Vanuit Openbaring 1:1 is er een lange reis begonnen via allerlei verwijsteksten waar bij het uitgangspunt was en is het begrip Openbaring. Met deze reis hoop ik nu verder te gaan door het al eerdergenoemde tekstgedeelte van Efeze 3 nader te bestuderen. Ik begin er mee door twee Bijbelvertalingen met elkaar te vergelijken en daar na de verschillende Bijbelverzen met eigen woorden weer te geven. Voor deze studie zijn de woorden openbaring en geheimenis kernwoorden.

Efeze 3

SV. [1] Om deze oorzaak ben ik Paulus de gevangene van Christus Jezus voor u, die heidenen zijt; 

NBV. Daarom bid ik, Paulus, gevangene omwille van Christus Jezus voor u die afkomstig bent uit de heidense volken. 

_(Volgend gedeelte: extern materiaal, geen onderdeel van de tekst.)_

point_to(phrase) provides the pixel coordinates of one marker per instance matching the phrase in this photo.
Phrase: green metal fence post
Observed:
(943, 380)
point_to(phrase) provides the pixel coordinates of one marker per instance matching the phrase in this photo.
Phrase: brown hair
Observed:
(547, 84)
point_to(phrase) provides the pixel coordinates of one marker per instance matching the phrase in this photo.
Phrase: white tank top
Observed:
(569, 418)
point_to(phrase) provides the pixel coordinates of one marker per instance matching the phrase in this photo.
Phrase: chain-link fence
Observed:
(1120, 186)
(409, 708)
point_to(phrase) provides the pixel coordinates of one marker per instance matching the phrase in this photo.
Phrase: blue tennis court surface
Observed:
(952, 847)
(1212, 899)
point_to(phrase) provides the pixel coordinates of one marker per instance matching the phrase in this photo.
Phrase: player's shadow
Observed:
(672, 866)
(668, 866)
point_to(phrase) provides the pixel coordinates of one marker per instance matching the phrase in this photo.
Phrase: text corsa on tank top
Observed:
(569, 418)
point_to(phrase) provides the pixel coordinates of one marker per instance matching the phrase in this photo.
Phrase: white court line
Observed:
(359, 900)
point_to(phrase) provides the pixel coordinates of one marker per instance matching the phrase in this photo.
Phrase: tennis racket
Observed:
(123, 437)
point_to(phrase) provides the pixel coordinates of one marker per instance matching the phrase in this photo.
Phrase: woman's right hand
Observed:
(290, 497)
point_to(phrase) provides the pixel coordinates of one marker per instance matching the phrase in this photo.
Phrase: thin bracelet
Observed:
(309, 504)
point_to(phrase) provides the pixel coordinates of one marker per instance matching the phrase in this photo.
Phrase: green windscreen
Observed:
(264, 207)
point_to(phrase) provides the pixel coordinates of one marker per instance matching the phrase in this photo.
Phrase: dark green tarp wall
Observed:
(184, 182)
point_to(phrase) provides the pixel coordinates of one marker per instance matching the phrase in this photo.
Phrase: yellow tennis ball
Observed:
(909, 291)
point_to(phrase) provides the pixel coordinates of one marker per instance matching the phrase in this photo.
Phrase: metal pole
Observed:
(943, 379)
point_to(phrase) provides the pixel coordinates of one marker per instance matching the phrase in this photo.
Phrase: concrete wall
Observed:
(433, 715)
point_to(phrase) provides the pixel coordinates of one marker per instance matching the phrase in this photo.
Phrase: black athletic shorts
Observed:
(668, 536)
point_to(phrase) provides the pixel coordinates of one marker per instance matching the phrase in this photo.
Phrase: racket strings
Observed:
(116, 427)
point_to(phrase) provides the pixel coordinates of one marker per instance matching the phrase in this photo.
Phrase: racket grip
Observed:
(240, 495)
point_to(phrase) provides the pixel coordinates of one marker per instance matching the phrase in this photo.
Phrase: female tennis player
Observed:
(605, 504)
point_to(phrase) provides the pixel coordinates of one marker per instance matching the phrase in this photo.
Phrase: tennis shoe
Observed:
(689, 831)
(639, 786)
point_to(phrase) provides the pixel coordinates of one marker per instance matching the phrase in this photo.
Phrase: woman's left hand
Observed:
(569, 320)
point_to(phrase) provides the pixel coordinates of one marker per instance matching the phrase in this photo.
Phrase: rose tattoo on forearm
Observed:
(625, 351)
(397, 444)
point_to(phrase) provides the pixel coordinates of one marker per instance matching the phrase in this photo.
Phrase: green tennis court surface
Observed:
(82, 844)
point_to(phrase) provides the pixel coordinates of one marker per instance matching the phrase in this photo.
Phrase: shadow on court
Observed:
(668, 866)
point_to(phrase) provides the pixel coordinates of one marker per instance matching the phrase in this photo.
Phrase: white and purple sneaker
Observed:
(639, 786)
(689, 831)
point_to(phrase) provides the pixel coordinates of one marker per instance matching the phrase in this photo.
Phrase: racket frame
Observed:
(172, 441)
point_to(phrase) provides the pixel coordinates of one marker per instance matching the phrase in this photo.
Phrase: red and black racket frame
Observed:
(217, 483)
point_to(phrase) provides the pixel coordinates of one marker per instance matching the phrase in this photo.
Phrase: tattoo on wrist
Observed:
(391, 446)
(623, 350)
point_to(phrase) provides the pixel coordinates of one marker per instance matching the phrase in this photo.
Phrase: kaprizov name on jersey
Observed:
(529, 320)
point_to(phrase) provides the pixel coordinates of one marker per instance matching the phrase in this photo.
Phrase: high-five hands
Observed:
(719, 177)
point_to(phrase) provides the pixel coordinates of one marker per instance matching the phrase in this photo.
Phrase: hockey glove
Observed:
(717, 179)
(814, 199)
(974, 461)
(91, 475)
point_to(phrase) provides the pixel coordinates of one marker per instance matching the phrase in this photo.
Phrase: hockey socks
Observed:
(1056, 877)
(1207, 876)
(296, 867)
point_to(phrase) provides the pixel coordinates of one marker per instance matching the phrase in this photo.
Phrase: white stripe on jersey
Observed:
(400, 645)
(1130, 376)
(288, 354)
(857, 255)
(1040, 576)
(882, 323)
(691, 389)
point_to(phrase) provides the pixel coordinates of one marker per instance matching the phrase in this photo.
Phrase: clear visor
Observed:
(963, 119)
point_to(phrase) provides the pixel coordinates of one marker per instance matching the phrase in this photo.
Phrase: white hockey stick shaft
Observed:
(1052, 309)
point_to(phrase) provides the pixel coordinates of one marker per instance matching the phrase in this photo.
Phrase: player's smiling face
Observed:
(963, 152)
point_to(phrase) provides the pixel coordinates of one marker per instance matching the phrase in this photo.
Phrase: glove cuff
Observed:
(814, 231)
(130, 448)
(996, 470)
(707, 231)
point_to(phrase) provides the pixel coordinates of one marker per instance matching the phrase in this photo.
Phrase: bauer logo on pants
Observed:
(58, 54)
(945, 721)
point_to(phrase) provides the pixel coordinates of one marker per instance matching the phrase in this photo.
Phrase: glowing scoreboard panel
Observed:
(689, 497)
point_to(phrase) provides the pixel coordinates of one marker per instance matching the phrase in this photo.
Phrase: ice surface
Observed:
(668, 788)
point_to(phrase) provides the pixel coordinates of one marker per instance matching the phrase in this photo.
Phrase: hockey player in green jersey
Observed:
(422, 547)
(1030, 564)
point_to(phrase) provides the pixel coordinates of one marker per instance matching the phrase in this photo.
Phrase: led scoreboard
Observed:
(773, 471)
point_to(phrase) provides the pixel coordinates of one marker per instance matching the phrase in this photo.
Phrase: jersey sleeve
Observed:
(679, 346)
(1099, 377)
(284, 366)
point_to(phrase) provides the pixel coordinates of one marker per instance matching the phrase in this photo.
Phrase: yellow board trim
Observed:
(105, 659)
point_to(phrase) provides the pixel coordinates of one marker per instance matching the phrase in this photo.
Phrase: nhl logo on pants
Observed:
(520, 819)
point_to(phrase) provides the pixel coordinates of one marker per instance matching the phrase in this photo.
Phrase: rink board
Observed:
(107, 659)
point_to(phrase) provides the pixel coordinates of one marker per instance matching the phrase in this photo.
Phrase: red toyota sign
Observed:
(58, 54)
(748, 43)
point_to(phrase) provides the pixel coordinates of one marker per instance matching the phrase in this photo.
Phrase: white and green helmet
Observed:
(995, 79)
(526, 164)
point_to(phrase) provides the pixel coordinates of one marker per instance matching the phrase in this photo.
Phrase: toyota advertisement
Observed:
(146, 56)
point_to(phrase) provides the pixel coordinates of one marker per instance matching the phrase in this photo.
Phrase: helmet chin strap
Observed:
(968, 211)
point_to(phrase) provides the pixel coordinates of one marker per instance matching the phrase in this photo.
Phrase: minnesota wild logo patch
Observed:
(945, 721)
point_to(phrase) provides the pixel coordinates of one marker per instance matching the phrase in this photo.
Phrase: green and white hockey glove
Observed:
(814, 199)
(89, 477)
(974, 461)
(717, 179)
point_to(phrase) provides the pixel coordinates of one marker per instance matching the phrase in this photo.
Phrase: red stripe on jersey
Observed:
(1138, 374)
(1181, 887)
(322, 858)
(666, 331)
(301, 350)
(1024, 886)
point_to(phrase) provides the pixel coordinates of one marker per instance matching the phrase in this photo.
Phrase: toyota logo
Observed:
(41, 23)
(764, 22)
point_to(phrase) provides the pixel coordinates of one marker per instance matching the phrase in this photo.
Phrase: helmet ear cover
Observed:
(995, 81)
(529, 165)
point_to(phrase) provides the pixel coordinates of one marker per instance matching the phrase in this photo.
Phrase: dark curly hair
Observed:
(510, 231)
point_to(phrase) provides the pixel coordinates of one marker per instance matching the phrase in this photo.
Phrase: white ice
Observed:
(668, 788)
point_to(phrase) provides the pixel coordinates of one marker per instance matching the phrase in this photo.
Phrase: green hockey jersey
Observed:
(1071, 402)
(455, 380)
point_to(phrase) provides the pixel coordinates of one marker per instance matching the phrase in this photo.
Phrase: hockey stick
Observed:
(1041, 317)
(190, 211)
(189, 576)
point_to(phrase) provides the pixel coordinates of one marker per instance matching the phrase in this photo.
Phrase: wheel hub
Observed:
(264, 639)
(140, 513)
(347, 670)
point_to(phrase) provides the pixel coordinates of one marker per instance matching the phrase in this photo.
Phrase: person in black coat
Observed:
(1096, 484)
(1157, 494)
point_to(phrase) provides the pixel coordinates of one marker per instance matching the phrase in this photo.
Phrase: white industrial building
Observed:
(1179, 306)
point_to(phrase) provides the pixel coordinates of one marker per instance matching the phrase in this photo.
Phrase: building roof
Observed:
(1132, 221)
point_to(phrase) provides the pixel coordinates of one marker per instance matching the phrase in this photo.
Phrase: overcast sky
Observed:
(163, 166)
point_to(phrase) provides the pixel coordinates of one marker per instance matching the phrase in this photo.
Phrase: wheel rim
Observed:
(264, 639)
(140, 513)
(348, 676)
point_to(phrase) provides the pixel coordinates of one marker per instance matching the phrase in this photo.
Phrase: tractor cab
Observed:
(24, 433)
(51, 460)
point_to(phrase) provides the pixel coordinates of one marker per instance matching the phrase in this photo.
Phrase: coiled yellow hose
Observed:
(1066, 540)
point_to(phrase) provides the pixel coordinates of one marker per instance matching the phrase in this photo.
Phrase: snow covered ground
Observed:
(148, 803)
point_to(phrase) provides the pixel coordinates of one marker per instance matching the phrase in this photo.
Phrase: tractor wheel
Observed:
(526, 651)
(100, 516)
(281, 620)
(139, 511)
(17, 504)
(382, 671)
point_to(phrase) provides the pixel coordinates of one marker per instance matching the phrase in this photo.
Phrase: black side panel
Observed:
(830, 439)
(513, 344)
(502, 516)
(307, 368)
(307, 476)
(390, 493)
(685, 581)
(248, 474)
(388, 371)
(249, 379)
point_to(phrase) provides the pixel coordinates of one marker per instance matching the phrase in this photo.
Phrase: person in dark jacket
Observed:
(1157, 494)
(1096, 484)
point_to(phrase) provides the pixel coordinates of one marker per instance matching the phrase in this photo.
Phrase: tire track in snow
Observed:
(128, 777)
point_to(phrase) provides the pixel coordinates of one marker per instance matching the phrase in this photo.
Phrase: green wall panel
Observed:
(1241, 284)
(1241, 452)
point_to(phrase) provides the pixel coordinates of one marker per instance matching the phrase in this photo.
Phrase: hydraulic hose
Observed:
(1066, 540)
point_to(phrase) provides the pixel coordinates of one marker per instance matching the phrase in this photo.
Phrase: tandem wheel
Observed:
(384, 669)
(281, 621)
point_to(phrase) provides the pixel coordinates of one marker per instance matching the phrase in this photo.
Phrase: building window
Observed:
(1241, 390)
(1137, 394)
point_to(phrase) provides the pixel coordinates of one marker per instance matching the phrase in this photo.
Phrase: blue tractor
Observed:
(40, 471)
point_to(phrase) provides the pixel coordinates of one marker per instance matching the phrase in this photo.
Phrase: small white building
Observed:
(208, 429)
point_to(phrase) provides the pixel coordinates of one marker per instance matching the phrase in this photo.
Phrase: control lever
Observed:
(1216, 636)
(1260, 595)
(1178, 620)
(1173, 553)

AJB. Wij zien hier verschil tussen twee vertalingen. In de SV. verklaart Paulus waarom hij gevangen zit. Hij is wel is waar een dienstknecht van Jezus Christus, maar hij zit in Rome opgesloten door het Romeins gezag om dat de men hem in staat van beschuldiging heeft gesteld. Paulus werd bestreden door zijn Joodse tegenstanders die hem de mond wilden snoeren, zodat hij zou stoppen met de verkondiging van het Evangelie. Zij wilden Hem monddood maken desnoods door de doodstraf opgelegd door het Romeins gezag. Maar zijn gevangenschap past ook in het plan van God, want het was Gods bedoeling dat hij zou getuigen van het Evangelie voor hoogwaardigheidsbekleders en de Keizer. Zo werd het Evangelie verkondigt tot in het centrum van de macht. In de NBV. Lees ik in dit Bijbelvers niets over de gevangenschap van Paulus. Wel lees ik dat hij bidt voor de niet joodse gelovigen. Maar voor mij wordt het niet duidelijk wat precies de reden is van dit gebed. Dit roept bij mij wel een vraag op: Hoe is het mogelijk dat deze twee vertalingen zo met elkaar verschillen? Wie het weet mag het zeggen. Wel weet ik dat de vertalers soms gebruik gemaakt hebben van verschillende Bronnen. Dit kan de oorzaak zijn van het verschil in vertaling. Vaak probeer ik als de verschillende vertalingen verschil in betekenis opleveren deze verschillen te combineren zo dat ze elkaar aanvullen. Waar door de verschillende vertalingen samen toch één boodschap overbrengen. Maar met dit Bijbelvers is mij dat nog niet gelukt. Het kan natuurlijk ook zijn dat de bronnen voor de vertalers niet helemaal duidelijk zijn waardoor zij onbedoeld tot een verschillend resultaat zijn gekomen.       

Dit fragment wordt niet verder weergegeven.